WHITESVILLE, W.Va. (AP) — Rob Dinsmore takes a bittersweet pride in his pet project.
The landscape architect said he's grateful for the opportunity to create a memorial for the 29 miners killed in the Upper Big Branch coal mine disaster.
Dinsmore just wishes there were no disaster to memorialize.
Workers from Beckley Crane and Construction installed the first three of six giant granite slabs at the memorial site Tuesday. They plan to finish the job Wednesday and cover the stone with a tarp until a dedication ceremony July 27.
After the monument is unveiled, passing drivers on W.Va. 3 will see the silhouettes of 29 coal miners, their arms locked around one another's shoulders.
As visitors walk behind the 10-inch-thick wall, they will see etched in stone a history of West Virginia's coal industry and the names of the 29 men who died in the April 5, 2010 explosion.
Dinsmore, 27, was a month away from graduation when the tragedy occurred. He was pulling long hours in a West Virginia University landscape architecture studio, preparing his final project. He didn't find out about the explosion until he returned home that Monday night and turned on his television.
Like other West Virginians, he was glued to news coverage of the disaster for the rest of the week until mine rescue crews confirmed the 29 men left inside all had died.

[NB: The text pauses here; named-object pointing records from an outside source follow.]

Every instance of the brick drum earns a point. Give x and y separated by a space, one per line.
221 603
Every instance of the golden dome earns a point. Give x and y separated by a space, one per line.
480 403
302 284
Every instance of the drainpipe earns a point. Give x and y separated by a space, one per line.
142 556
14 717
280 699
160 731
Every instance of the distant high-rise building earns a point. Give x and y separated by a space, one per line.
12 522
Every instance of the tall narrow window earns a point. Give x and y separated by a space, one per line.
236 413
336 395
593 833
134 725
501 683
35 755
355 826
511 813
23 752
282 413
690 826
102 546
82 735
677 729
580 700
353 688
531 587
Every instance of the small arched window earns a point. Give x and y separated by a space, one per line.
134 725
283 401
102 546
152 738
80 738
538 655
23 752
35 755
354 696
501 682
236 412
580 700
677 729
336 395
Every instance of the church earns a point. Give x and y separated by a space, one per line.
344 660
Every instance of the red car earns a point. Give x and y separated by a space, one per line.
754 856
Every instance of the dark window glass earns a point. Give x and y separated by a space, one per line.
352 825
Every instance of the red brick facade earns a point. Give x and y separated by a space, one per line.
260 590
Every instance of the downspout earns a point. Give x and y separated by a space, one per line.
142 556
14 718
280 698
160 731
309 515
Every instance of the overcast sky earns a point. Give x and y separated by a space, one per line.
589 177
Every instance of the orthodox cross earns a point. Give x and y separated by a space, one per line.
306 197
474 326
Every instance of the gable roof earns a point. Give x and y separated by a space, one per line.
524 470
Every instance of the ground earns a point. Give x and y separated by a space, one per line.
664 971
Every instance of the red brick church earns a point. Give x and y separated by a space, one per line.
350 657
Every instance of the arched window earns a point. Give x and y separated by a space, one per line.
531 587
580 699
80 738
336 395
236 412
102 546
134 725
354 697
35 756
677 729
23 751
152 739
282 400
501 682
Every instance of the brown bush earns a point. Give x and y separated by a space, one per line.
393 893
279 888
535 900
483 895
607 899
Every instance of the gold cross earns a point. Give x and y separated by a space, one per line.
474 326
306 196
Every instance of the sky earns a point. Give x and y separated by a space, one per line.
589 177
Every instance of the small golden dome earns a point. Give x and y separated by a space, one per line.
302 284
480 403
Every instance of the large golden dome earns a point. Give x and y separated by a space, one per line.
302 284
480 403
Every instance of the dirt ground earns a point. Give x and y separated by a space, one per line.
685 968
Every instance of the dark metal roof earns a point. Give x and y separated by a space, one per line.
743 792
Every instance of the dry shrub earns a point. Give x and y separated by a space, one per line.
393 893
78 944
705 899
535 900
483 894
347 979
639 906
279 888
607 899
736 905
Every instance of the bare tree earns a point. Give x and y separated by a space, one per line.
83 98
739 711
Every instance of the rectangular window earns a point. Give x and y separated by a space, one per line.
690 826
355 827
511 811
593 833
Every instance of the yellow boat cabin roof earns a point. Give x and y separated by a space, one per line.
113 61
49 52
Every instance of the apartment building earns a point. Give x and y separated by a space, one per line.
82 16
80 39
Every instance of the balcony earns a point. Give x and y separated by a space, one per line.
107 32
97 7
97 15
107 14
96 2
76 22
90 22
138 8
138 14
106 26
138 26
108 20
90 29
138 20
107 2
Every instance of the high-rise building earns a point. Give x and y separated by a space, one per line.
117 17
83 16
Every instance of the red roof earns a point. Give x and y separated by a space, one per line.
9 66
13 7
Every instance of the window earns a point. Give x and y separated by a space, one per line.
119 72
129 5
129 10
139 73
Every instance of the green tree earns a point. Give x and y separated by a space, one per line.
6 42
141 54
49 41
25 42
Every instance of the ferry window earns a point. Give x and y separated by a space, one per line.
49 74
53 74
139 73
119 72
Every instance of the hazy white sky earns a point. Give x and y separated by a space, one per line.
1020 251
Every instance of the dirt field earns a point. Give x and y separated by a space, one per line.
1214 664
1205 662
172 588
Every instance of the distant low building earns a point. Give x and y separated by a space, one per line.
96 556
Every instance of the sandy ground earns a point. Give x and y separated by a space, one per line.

Months later, he was working at Chapman Technical Group in St. Albans. Dinsmore's boss, Joe Bird, was in discussions with the town of Whitesville to create a monument for the Upper Big Branch miners at a local park.
"Initially I felt the magnitude of what happened ... it was a disaster on a national scale. I felt it needed something more prominent," Dinsmore said.
He sat down at his computer and without a word to anyone started laying down ideas for a monument.
Though Dinsmore studied monuments as part of the landscape architecture program at WVU, he never had designed one. He experimented with several ideas but kept coming back to the same basic shape: a wall shaped like an Appalachian ridge.
"I just started building models of these monuments. From the beginning, they all seemed to have that theme," he said.
He decided to include silhouettes of coal miners on the mountain ridge. Although the monument would feature the names of the men who died at Upper Big Branch, Dinsmore did not want to include pictures of their faces. "What you want to avoid is designing a tombstone," he said. By using silhouettes, the monument would not just reflect the Upper Big Branch miners but any person who ever worked a shift in a coal mine.
"It represented the 29 miners we lost, but it also represents all coal miners," he said.
Dinsmore experimented with several materials for the memorial, including glass panels etched with miners' silhouettes and illuminated from below. He decided that would be too difficult to maintain, so he looked at a glass and granite combination. Eventually, he decided on a solid wall of black granite.
He showed the design to Bird, who mailed it to Whitesville town leaders.
The plans happened to arrive one day after the Whitesville Town Council asked Sheila Combs to start a nonprofit to raise money for a memorial.
Combs, who now serves as president of the Upper Big Branch Mining Memorial Group, said she fell instantly in love with Dinsmore's design. She called Bird right away.
"I said, 'You've got an architect, and I don't know his name, but I need him to design something for me,' " she said.
Bird called back 10 minutes later with Dinsmore on the line. "She said, 'Look, you design it like it needs to be, and I'll get the money,' " Dinsmore remembered.
Combs and the memorial group eventually raised more than $600,000 for the memorial project.
Dinsmore's original idea included only the wall and one planter, but the project grew as the group raised more funds. He soon added more planters, a welcome sign and a bronze sculpture dedicated to the firefighters, police, mine rescue workers and emergency medical personnel who responded to the disaster.
The plan for the main wall changed a little through the design process.
Underneath the miners' silhouette is a phrase taken from the Gospel of Matthew, chapter 11: "Come unto me all you who labor and I will give you rest."
The inscription was Combs' idea.
"That's what kept coming to me. I kept coming back to that," she said.
At a ceremony commemorating the first anniversary of the disaster, State Police Chaplain James Mitchell began his benediction with that scripture. Combs said cold chills ran up her arm. That was all the confirmation she needed.
The words are now etched in stone.
"It's the kind of project you dream about when you're in school," Dinsmore said.
He said he's thankful for the creative freedom Combs and her group gave him in the design process. If there had to be an Upper Big Branch Memorial, Dinsmore said he's glad he was chosen to do it.
"It's been a huge privilege," he said.